USE OF CONTINUOUS APPROXIMATIONS WITHIN DISCRETE ALGORITHMS FOR ROUTING VEHICLES - EXPERIMENTAL RESULTS AND INTERPRETATION

This paper creates and tests a vehicle routing heuristic that combines features of continuous space modeling and discrete modeling. The goals of the paper were (1) to determine whether exploiting continuous space approximations in the formation of an initial partition of customers into districts produces significant improvements in solution quality and (2) to test the validity of Daganzo's route-length approximation in cases where shipment sizes are either identical or variable. The initial partition is created by dividing the service region into multiple annuli and then partitioning the annuli with a modified sweep algorithm. The initial solution is iteratively updated with a generalized assignment algorithm, which employs a new method for approximating the cost of inserting a stop into a tour. Computational tests have been systematically performed on over 500 sample problems with up to 170 stops and 70 districts.
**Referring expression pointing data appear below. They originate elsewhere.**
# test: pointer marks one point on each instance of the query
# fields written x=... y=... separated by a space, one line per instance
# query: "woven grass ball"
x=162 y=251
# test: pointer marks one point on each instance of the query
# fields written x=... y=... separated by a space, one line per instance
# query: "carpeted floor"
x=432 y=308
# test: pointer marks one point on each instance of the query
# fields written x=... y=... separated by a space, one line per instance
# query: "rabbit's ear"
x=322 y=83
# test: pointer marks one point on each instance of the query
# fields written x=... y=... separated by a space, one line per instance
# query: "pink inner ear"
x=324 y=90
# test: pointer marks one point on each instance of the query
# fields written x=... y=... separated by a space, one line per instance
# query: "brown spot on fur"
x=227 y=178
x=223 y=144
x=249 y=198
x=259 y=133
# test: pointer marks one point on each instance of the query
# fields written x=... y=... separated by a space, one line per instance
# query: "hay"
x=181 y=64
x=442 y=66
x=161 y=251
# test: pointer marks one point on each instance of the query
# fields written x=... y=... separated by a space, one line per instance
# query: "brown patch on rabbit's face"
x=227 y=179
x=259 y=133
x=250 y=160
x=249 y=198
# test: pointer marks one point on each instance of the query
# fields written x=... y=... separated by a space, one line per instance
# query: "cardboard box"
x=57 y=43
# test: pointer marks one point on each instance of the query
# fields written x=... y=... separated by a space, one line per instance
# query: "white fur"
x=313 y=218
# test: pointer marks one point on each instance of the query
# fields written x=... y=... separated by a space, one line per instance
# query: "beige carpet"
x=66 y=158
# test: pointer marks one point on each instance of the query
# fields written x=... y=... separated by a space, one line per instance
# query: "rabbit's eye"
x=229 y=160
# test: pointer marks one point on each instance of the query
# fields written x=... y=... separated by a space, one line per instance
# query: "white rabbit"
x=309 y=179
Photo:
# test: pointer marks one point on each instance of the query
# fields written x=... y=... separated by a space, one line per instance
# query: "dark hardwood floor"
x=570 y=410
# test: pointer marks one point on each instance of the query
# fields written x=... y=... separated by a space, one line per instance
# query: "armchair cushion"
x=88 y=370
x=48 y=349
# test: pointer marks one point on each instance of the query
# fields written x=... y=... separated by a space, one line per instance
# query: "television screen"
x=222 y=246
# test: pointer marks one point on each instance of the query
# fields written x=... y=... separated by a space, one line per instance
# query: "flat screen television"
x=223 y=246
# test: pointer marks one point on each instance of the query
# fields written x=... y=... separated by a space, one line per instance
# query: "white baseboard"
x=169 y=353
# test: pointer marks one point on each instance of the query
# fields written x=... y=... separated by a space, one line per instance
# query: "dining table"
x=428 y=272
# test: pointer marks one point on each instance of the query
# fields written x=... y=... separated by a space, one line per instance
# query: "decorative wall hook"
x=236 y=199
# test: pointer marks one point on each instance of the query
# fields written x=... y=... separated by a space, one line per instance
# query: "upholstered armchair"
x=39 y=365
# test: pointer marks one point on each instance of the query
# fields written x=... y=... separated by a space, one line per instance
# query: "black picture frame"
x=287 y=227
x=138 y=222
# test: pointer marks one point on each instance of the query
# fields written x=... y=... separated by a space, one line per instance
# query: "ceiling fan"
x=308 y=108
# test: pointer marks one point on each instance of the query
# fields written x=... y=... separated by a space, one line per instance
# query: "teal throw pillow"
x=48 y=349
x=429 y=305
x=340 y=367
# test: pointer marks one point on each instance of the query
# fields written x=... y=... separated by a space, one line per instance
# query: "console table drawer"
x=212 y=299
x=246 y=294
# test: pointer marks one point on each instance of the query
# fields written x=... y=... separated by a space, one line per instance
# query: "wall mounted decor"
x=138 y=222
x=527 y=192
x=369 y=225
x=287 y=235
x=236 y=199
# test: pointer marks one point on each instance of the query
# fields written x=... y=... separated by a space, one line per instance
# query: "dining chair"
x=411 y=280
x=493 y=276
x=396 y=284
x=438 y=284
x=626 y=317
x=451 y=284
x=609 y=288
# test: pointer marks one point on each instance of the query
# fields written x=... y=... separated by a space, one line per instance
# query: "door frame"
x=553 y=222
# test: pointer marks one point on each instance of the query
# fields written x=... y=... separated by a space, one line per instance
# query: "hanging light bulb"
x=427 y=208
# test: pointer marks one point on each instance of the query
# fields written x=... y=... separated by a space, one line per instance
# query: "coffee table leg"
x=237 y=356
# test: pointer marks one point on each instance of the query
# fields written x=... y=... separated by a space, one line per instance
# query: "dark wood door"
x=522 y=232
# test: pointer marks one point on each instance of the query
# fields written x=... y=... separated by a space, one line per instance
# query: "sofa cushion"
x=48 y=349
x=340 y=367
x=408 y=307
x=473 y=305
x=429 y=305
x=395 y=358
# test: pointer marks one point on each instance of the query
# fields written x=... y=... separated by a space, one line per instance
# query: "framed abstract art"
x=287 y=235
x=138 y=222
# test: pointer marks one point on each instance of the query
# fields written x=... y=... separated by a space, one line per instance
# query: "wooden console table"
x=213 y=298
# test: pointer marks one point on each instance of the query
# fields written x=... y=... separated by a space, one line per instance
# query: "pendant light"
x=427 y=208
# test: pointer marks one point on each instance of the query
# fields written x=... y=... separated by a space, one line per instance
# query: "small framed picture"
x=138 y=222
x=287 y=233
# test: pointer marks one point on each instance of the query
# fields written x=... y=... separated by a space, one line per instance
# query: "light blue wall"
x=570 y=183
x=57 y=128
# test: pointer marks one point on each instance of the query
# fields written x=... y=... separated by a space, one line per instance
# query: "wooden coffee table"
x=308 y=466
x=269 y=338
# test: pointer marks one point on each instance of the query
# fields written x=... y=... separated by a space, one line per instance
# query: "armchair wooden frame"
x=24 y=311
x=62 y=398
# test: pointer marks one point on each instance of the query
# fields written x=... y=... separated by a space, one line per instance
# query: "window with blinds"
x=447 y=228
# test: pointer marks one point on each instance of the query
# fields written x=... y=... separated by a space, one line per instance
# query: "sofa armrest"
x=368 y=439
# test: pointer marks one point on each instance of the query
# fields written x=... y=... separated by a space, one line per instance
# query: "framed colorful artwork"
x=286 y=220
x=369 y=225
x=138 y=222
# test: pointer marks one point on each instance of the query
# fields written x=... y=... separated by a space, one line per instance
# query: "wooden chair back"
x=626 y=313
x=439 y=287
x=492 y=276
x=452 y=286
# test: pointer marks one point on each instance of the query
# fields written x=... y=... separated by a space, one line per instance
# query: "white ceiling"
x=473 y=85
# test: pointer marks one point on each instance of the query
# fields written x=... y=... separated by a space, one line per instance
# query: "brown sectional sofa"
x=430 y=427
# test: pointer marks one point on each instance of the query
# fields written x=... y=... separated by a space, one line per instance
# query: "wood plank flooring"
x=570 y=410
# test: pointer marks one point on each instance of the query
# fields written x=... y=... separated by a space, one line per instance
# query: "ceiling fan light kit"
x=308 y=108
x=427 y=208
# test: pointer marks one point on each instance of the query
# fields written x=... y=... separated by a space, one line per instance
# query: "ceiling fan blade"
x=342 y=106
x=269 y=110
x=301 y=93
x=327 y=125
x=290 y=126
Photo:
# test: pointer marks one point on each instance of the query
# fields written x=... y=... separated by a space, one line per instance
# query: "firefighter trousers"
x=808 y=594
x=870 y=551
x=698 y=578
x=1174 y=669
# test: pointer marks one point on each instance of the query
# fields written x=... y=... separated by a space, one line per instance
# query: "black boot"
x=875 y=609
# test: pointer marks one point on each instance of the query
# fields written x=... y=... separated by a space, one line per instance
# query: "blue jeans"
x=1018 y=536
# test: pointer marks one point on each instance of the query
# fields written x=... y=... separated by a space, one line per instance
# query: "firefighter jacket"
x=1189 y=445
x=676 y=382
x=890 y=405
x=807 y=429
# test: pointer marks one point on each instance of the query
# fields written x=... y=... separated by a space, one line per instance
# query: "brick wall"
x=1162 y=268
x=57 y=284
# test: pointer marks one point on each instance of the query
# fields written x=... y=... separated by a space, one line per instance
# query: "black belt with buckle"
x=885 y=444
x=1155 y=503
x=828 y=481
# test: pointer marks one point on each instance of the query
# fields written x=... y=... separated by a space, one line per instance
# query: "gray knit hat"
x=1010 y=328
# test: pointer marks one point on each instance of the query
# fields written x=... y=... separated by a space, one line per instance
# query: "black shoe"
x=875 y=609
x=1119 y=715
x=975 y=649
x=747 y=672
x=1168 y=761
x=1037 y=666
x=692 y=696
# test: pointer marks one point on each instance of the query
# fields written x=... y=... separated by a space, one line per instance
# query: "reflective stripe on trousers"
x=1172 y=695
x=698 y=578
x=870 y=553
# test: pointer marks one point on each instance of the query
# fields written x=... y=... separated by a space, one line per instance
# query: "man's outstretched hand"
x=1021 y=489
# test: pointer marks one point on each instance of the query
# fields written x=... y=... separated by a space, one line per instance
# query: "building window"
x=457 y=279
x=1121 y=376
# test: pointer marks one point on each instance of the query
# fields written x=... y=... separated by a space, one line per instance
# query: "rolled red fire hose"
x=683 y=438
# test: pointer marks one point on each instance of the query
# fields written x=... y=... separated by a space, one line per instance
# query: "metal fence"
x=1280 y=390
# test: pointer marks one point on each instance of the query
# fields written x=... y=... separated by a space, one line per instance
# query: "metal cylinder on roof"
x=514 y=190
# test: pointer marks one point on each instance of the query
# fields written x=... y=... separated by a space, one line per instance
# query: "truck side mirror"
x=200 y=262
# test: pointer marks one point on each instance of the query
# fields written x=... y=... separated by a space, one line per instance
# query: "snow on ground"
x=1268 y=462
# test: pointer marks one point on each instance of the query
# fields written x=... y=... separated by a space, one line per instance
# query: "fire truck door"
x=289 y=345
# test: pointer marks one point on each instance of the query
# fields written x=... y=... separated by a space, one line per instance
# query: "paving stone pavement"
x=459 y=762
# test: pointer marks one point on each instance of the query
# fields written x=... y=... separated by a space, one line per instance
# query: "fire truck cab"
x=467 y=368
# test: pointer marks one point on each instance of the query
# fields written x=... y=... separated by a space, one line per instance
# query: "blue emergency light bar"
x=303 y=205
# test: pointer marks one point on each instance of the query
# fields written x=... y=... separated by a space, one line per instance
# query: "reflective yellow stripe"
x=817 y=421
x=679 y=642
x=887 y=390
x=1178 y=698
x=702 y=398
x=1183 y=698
Unlike prior research, sample problems are sufficiently large to exhibit the multiple-annuli phenomenon studied in Daganzo's work. Results show that continuous space models can provide substantial improvements in the initial customer partition compared to single-annulus methods. However, after repeated application of a generalized assignment algorithm, the initial advantage of the continuous space solution tends to evaporate. Results also show that Daganzo's model provides accurate predictions of average distance between stops, especially on large problems with identical shipment sizes. (C) 1994 by John Wiley & Sons, Inc.